I have looked on youtube but it id hard to tell 
as they are a 2 chamber muffler I am guessing they would be quieter then my straight through ones
I may just change the rear muffler to something bigger as I don't want to get the 44's and it is still loud
cheers


----------



## Ronin GTO (May 28, 2008)

vxssls1 said:


> I have looked on youtube but it id hard to tell
> as they are a 2 chamber muffler I am guessing they would be quieter then my straight through ones
> I may just change the rear muffler to something bigger as I don't want to get the 44's and it is still loud
> cheers


Fair enough. Good luck to you and, when you make you choice, please post up your results. :cheers


----------



## vxssls1 (Sep 9, 2006)

Ronin GTO said:


> Fair enough. Good luck to you and, when you make you choice, please post up your results. :cheers


will do 
dont know when I will get around to it at this point in time 
some of the reason I was looking at the 44's is they are cheap they 2 exhaust guys I have spoken to here have quoted me $350 and $395 for the rear muffler changed to a bigger one


----------



## 2006GTOLS2 (Sep 23, 2005)

I don't have a video of my Super 44 setup yet, but here is a clip of my Super 40 setup w/H-Pipe.

http://gto.zftp.com/GTO2.wmv


----------



## vxssls1 (Sep 9, 2006)

are the super 40's quieter then the 44's
and has anyone compared these to straight through mufflers
are the 40's and 44's quieter then straight through mufflers


----------



## NJG8GT (Nov 14, 2007)

Straight through mufflers are always generally lounder...Super 40's are quiter than the Super 44s...There is also original 40 series was the loudest until the Super 44s came along....The super 44 is suppose to have better sound and better flow path than the original 40.. No drone from the 44s.

Now, I have been told by the muffler man and many that the other Super 40, 50 mufflers do have some drone and are quieter.. For performance and american muscle car sound go with the Super 44 series...

I had super 44s on the goat and it sounded awesome..I converted a couple guys on this forum to go with the 44s and they love 'em...

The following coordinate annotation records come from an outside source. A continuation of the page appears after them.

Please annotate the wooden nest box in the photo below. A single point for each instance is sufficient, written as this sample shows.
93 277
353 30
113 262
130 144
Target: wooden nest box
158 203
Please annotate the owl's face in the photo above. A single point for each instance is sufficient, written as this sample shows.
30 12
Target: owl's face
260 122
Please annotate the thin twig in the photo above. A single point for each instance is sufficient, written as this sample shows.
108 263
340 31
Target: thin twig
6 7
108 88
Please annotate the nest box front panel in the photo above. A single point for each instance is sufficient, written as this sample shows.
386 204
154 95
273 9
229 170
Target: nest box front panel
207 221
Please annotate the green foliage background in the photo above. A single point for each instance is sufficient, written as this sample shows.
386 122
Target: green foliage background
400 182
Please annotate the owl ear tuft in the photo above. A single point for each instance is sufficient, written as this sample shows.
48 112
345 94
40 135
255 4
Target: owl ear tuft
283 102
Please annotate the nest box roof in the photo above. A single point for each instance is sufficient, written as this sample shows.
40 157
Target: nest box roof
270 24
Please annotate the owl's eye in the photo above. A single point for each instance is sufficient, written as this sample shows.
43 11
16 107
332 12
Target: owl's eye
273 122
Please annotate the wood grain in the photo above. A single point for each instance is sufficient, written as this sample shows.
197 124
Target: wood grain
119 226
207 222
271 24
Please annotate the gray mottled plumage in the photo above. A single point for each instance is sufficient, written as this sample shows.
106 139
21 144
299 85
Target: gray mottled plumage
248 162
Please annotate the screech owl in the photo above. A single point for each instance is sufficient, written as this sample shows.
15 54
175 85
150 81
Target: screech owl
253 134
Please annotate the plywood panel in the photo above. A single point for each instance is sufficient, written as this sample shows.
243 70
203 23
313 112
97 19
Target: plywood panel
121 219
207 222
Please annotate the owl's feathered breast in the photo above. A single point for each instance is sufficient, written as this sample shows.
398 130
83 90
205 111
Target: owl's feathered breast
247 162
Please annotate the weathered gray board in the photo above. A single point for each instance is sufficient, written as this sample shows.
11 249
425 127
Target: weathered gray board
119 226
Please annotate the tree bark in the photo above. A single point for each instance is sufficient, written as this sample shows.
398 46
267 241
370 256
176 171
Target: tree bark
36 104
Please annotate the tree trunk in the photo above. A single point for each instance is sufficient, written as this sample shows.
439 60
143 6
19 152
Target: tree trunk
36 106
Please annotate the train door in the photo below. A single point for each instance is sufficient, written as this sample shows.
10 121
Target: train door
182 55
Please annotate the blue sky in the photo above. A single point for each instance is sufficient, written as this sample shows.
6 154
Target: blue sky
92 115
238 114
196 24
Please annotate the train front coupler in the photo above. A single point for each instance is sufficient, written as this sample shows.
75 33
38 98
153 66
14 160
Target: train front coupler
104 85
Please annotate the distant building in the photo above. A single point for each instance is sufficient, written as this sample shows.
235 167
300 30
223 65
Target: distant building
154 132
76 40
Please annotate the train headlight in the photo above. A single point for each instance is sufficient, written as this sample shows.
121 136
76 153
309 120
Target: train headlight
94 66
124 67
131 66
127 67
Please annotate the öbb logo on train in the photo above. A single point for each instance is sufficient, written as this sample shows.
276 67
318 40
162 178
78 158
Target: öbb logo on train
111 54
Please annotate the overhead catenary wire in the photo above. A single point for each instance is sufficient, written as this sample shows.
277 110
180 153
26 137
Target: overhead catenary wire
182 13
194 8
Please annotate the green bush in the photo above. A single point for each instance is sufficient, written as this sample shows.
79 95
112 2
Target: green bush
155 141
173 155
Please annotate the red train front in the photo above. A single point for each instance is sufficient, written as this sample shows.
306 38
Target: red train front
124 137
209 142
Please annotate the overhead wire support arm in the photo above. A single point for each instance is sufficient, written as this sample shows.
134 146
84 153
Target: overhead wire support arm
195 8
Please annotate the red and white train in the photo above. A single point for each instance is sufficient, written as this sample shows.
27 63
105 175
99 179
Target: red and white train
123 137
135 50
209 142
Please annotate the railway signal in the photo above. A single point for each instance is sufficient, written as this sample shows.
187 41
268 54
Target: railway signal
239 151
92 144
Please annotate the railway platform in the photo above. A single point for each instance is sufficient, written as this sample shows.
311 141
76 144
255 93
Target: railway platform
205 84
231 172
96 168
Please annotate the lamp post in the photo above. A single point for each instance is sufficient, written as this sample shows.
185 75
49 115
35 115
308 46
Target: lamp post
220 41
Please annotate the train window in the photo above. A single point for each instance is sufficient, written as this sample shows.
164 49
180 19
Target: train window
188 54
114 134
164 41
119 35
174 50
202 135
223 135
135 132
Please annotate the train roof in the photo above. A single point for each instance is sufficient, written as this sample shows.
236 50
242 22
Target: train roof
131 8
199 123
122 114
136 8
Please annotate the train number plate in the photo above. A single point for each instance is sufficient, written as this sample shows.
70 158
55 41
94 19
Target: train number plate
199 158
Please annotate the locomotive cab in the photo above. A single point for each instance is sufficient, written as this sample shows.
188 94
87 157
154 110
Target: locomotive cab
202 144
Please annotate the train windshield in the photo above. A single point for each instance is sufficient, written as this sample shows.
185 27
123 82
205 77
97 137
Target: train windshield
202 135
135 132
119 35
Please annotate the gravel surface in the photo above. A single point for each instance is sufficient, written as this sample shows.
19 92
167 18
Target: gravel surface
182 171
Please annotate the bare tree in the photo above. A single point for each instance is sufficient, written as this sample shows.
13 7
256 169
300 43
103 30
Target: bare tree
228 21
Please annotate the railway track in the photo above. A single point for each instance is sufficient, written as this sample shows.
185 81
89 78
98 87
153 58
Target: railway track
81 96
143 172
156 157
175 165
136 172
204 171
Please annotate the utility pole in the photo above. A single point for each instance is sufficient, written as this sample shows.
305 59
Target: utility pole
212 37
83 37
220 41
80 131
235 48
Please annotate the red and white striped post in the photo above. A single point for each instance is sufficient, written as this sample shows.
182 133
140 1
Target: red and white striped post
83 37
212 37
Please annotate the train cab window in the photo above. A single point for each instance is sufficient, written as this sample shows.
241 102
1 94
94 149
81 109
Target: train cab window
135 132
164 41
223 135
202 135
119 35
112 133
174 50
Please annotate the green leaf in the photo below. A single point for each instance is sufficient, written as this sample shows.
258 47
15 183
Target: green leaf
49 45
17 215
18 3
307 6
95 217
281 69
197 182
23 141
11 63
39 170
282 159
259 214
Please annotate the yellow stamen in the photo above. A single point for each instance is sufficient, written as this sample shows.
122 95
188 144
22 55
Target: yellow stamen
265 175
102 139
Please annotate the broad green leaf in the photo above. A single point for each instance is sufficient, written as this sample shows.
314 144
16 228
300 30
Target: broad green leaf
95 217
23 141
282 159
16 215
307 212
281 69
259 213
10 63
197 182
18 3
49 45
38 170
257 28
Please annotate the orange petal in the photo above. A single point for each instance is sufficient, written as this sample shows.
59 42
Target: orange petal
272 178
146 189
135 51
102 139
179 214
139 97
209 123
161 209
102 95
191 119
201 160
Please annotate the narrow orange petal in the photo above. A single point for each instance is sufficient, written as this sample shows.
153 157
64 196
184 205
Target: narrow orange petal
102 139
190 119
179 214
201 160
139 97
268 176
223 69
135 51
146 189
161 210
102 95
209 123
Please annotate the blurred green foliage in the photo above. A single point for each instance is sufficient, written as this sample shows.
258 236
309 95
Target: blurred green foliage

The Super 44 muffler case is smaller than the others in size as well.. They fit perfect in stock location under the goat...Muffler man added some pipe in area where stock muffler was due to them being smaller than stock...

My new ride the Sierra is gonna have the Original 40 series muffler put on, due to that is what sounds best on trucks according to the five star muffler man who has not let me down yet after doing over a dozen exhausts on several of my previous vehicles....Ex.'91 Dodge Ram Charger,'94 Dodge Dakota, '95 Dodge Ram 1500, 96 GMC Sierra, 98 Chevy Silverado, 99 Pontiac Formula, '01 Dodge Ram, 02 Dodge Dakota, 05 Chevy Silverado, 06 Pontiac GTO, and now '07 GMC Sierra....eh, I might be missing some..

Anyway, I like flowmaster!!:lol:


----------